Sowell examines the numerous factors that make it increasingly difficult for the public to see through nice-sounding rhetoric, from a culture that undermines moral values and promotes the “virtue” of being “non-judgmental,” to propaganda emanating from Hollywood and the universities that denigrates this nation. But the biggest culprit Sowell singles out is the education system which now actively works against equipping students with the tools to analyze political arguments. He writes that students are often
fed a diet of the politically correct version of the world, from elementary school to the university…. Elementary as it may seem that we should hear both sides of an issue before making up our minds, that is seldom what happens on politically correct issues today in our schools and colleges…. Hearing only one side does nothing to equip students with the experience to know how to sort out opposing sides of other issues they will have to confront in the future, after they have left school and need to reach their own conclusions on the issues arising later. Yet they are the jury that will ultimately decide the fate of this nation.

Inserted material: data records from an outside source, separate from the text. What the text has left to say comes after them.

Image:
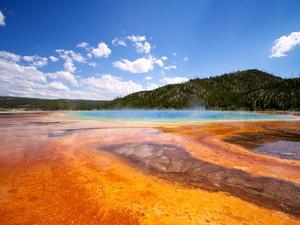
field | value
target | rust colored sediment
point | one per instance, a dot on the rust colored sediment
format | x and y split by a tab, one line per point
51	172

According to Sowell, it “speaks volumes about the inadequacies of our educational system” that at this dangerous time in history our nation would elect “a man whose only qualifications to be President…were rhetoric, style and symbolism — and whose animus against the values and institutions of America had been demonstrated repeatedly over a period of decades beforehand.”
Nor would Obama’s defeat in 2012 ensure our survival. The “gullibility and fecklessness of those voters who put him in the White House will still be there to be exploited by the next master of glib demagoguery and emotional images,” Sowell warns.
Yet Sowell provides some glimmers of hope, albeit unintentionally. In one column he notes a San Francisco Chronicle article in which some people did not seem to understand how the health care legislation promoted by Obama and the Democrats could “cost $940 billion and cut the horrendous federal deficit at the same time.”
“It’s not hard to understand at all,” Sowell writes. “It is a lie.”
Fortunately, most Americans aren’t buying it. Most opinion polls continue to show that more Americans disapprove of the new health care law than approve. A recent survey found that 49% of respondents believed that the law would add to the deficit, while another 37% were unsure. Ironically, the survey was commissioned by a liberal group in Washington D.C., the National Council on Aging. Sowell would not be surprised that the NCOA claimed the 14% who thought that it would reduce the deficit got the correct answer.
Is our decline inevitable? As Sowell notes, “nothing is inevitable until it happens.” Recent polls and the phenomenon of the Tea Party movement suggest that, at the very least, there are still plenty of Americans who are not willing to accept a sorry fate lying down.